“Rugidos del mar pasado”, por Sandra Gasparini

 La caracola, de Graciela Batticuore. Buenos Aires, Conejos, 2021, 178 págs.


La rebeldía comienza en la lengua y Nina lo sabe bien: “Yo me guardaba bien de hablar la lengua de mis padres. O tal vez tendría que decir de mi mamá, porque ella era la soberana”. Con esta decisión, la protagonista de La caracola, la segunda novela (integrante de una anunciada trilogía) de Graciela Batticuore, se construye una identidad, a la vez enfrentada al mundo materno e integrada díscolamente en las severas formas del afecto que asfixia y cobija. Si en Marea (2019) la memoria hace pie en algunos episodios de la infancia de Nina –se ancla principalmente en el presente, de cara a la niñez de Julia, su hija, y en su peculiar relación afectiva con M., caracterizada por la variedad de escenarios y países lejanos desde los que llegan los mensajes por celular–, en La caracola esa temporalidad espiralada fluye desde la exploración de la propia infancia. El pasado no tan lejano con H., ex pareja que en el texto anterior juega también el papel de hijo, queda en segundo plano ya. La actriz exitosa en la que se ha convertido Nina está en todos los juegos, los simulacros y los deseos de aquel primer tiempo, contenido en la caracola que M. le regala y escande la narración.
La escena de escritura de Marea está espejada en esta novela, que se plantea como anterior. Anunciada como al descuido, La caracola emerge en la mención de lo idéntico, lo coincidente, lo duplicado: “Ahora mismo escribe ella en su notebook (…) (la escena es idéntica al día en que empezó a escribir La caracola, hace varios años atrás” (p. 71). Con este segundo libro –en cuanto al orden de publicación–, Batticuore se posiciona más atrás en el tiempo en la memoria de Nina: la infancia es un lugar, una casa, un conjunto de sociabilidades vinculadas a la comunidad de italianos emigrados de la Segunda Guerra Mundial; es una afectividad endogámica que busca un resquicio por el que escaparse.
Un mundo de mujeres se teje alrededor de la protagonista y de su madre: la hermana mayor, que le dará una sobrina con quien jugar y ensayarse frente al mundo, su amiga Sandra, Gabriela –hija de una pareja que frecuentaba a sus padres–, las primas, las mayores de la familia, que circulan en relatos ultramarinos y fotos. Como un universo paralelo, el de los hombres, el del padre: el de “la calle”, a la que su progenitora le rehúye y que por eso misma ella desea. En la casa de Santita, la vecina, hay libros, ausentes en el hogar de Nina. Y esos libros se roban, se apropian: la ladrona será puesta al descubierto pero la iniciación está en marcha y es imparable. Es un modo en el que Nina reescribe una de las máximas de su padre: “hay que hacer lo que hay que hacer”.

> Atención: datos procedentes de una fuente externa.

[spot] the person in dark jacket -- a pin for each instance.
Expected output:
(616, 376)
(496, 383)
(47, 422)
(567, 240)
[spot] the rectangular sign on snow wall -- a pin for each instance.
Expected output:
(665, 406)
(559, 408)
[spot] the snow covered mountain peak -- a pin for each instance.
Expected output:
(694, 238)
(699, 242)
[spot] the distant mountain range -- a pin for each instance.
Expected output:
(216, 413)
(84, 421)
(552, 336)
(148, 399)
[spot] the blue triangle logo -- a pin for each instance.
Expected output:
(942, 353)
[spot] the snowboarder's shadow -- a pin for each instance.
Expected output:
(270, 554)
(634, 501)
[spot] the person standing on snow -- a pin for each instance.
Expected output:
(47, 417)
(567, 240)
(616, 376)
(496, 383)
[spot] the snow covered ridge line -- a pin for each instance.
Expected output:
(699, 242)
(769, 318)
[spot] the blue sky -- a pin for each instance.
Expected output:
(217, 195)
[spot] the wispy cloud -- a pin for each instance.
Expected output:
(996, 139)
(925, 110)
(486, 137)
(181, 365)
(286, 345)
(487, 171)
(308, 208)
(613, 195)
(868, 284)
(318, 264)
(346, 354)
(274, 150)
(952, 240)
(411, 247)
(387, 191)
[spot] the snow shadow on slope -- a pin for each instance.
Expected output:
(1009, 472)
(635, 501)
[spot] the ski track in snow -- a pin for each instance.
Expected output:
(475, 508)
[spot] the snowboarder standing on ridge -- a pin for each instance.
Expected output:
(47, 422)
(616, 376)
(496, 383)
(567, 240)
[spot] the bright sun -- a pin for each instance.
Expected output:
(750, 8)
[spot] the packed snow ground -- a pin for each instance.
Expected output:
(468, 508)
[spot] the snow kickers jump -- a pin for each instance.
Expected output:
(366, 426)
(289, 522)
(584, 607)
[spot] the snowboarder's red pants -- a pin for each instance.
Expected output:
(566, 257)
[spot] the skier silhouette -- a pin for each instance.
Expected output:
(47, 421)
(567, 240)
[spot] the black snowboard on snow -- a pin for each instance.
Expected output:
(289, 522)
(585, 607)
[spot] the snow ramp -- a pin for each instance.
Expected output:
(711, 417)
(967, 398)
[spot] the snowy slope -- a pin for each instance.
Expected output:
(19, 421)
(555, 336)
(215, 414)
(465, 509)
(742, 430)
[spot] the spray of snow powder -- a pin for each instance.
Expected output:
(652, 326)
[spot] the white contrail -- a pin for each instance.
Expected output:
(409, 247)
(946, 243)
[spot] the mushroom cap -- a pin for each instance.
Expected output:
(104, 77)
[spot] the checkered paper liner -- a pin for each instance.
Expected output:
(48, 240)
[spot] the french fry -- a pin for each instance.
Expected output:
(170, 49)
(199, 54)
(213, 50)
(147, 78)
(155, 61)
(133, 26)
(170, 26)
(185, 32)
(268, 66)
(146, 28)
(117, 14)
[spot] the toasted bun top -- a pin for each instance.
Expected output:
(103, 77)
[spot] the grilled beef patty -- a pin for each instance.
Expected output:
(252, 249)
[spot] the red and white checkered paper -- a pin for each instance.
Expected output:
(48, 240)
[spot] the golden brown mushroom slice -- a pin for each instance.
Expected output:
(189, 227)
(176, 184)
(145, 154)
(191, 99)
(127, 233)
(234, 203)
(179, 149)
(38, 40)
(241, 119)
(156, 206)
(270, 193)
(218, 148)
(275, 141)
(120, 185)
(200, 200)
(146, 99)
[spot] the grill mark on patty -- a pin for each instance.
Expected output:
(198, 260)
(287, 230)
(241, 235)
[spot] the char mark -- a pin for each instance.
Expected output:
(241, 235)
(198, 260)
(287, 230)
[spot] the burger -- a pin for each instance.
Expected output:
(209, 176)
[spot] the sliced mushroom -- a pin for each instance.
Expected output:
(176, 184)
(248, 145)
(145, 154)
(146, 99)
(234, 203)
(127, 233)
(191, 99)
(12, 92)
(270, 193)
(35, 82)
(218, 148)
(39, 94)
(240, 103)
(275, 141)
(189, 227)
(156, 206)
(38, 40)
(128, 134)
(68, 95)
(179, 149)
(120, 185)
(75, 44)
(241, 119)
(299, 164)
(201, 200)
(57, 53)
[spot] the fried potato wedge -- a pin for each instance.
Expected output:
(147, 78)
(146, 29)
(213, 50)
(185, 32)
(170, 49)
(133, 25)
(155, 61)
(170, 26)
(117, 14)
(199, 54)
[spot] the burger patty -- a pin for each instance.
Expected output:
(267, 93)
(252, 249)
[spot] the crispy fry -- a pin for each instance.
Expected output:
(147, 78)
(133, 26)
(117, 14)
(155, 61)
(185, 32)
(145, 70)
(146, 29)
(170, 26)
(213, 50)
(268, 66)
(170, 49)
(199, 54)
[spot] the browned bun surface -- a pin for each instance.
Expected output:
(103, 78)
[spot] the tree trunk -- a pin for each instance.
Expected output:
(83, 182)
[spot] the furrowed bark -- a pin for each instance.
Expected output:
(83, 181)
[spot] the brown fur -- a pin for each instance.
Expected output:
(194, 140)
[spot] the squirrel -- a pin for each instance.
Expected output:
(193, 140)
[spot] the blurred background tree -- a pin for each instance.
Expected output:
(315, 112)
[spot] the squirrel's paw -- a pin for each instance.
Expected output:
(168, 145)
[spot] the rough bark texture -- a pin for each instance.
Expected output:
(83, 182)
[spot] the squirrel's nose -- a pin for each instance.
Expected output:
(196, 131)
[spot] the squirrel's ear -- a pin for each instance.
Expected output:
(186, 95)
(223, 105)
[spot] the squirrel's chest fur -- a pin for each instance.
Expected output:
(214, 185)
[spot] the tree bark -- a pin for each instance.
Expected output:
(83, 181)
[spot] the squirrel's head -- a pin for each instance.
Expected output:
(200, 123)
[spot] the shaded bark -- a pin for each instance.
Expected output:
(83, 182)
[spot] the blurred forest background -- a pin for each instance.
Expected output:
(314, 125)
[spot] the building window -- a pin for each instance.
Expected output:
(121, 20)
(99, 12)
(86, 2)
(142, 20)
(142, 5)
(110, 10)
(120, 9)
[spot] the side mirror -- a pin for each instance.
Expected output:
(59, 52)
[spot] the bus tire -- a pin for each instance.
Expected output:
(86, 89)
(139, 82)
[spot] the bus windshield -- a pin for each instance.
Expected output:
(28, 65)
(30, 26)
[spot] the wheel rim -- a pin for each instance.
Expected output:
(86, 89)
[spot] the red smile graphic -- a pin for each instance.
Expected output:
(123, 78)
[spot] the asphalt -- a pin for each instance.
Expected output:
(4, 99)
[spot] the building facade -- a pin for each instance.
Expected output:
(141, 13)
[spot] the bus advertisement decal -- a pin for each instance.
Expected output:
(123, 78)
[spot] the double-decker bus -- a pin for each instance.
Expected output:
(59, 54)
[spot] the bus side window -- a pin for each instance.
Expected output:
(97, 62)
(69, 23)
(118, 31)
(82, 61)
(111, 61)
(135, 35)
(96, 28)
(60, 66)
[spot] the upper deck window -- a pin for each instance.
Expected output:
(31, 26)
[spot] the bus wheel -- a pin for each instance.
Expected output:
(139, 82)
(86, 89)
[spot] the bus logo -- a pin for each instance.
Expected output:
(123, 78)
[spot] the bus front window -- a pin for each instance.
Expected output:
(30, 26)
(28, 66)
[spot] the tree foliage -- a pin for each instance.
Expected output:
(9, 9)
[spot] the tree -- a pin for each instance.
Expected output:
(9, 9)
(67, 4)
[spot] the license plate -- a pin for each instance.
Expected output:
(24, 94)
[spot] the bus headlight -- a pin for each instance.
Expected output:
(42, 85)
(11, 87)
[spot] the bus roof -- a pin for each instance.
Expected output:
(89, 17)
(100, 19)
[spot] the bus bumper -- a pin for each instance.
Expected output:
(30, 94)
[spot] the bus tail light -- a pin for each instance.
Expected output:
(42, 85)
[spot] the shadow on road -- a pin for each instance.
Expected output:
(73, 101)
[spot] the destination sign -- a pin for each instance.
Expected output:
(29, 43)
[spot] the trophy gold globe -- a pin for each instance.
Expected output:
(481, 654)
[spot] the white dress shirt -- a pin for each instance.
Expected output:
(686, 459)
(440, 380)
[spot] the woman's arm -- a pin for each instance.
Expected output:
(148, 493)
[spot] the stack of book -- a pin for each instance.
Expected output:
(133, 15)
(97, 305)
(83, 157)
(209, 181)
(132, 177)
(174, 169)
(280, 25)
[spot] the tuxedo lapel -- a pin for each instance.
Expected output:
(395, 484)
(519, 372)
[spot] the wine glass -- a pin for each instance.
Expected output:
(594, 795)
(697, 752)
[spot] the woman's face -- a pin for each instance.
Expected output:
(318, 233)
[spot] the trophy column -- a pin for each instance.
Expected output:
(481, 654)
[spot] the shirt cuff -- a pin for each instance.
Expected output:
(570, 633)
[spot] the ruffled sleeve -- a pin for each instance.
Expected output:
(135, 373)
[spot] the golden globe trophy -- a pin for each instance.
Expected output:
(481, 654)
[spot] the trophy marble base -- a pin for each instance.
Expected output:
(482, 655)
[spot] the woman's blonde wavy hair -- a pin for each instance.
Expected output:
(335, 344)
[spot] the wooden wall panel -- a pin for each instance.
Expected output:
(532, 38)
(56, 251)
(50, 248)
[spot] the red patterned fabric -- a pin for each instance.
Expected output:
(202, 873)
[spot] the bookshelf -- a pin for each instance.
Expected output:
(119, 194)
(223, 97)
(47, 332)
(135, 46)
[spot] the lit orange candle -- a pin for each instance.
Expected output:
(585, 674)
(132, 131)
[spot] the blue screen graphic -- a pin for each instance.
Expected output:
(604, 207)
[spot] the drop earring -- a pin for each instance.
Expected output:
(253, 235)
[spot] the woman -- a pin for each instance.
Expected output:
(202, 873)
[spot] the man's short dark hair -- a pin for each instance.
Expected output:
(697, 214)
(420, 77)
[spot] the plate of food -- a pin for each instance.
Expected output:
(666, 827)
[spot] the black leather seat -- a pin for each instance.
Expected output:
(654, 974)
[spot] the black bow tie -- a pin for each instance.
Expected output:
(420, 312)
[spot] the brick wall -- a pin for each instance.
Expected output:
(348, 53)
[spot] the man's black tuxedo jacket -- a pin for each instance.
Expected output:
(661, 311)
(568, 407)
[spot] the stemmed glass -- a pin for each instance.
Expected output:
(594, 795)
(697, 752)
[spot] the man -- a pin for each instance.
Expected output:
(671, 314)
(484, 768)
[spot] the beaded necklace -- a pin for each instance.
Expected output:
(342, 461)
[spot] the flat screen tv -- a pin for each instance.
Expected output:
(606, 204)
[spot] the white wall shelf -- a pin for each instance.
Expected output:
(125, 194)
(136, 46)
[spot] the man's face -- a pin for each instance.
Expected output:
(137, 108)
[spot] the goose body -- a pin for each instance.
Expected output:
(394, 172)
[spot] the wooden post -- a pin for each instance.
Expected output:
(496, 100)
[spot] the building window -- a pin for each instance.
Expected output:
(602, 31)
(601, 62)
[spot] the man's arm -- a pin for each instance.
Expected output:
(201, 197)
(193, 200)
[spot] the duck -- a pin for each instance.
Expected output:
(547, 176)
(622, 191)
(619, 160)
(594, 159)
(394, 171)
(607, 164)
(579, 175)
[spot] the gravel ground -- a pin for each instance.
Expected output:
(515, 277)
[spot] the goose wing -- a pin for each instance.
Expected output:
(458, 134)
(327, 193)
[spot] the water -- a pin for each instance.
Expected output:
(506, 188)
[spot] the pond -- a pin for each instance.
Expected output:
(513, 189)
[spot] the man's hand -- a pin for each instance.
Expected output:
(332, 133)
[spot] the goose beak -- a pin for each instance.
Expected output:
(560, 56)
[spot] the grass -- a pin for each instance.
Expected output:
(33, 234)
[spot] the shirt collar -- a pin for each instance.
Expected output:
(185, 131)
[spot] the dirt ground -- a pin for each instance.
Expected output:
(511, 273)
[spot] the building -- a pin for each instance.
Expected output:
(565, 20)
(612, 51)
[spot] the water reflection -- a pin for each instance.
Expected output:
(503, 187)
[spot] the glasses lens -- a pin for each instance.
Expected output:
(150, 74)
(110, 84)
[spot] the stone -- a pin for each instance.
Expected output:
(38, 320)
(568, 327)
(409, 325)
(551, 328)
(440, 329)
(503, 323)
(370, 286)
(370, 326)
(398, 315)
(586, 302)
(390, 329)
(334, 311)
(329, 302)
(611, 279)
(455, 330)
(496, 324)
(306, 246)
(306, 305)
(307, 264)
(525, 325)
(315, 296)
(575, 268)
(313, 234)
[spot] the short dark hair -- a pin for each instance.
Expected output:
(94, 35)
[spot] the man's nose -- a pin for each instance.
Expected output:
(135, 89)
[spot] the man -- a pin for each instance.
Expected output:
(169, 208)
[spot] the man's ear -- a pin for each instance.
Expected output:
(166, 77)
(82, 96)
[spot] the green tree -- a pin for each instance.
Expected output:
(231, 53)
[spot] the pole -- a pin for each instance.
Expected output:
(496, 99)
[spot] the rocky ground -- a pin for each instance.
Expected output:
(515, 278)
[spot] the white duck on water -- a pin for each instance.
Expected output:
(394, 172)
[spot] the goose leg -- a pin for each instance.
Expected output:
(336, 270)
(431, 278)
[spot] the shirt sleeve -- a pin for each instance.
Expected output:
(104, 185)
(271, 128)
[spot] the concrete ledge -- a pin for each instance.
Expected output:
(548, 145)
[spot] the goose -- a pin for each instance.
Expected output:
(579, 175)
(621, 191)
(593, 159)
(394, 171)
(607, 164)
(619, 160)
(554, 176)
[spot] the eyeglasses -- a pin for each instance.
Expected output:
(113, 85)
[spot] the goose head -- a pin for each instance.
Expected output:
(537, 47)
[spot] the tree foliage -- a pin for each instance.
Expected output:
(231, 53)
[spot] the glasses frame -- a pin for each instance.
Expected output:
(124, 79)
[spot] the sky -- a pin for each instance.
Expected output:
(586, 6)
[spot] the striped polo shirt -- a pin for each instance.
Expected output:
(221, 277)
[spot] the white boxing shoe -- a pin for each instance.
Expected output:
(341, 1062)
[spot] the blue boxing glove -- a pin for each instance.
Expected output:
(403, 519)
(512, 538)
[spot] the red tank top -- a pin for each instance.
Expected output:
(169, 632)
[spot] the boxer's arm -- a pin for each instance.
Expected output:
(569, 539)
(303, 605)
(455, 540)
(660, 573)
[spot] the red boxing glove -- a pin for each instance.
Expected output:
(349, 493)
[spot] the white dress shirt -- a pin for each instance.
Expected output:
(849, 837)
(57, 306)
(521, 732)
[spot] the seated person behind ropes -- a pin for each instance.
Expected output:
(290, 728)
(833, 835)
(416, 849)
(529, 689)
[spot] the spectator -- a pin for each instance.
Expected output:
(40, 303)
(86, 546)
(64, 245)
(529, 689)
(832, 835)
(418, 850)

La caracola narra una búsqueda, una sed, la de encontrarse en la escritura en otra lengua que no es la materna (un italiano salpicado de localismos que lo opacan), sino la del afuera (que aprende en la escuela), pero también la de lo íntimo. En reflexiones constantes sobre cómo escribir(se), Nina ya se preguntaba, como Batticuore, en Marea, por qué no descorrer el velo de la ficción y hacer emerger lo autobiográfico: de “las gradaciones del yo” surge la magia de la escritura. Y esa es la magia de esta novela, ordenar los recuerdos desordenados en el texto que se teje en primera persona, que luego se discontinúa en la temporalidad intermitente del “Diario de Nina” (“las poses actuales del yo”) y se fragmenta en “Stellaria solaris (las escrituras)”, segunda y tercera parte del libro. Las formas helicoidales del caracol y del oído, apunta Nina, remiten a los ecos y a las resonancias, a los sedimentos de la escritura, a los materiales con los que se monta una identidad. En el último tramo, la narración fluye y se entrecorta en el relato de sueños y en la selección de imágenes sedimentarias que parecen volverse un comienzo, se vierte hacia un pasado reconstruido en la historia de una foto familiar. Otra vez dos mujeres, un despojo de disfraces, y el mar crudo y salino que las envuelve como signo de futuro y tribulaciones.
Batticuore combina en La caracola sus preocupaciones ensayísticas sobre intimidad, autobiografía y género –que ha distribuido en numerosas y valiosas publicaciones sobre escritoras (y lectoras) argentinas como Juana Manuela Gorriti, Mariquita Sánchez de Thompson y Eduarda Mansilla, entre otras– con una historia potente sobre abrirse paso entre los ancestros textuales y biológicos, y logra una escritura de una gran luminosidad y equilibrio.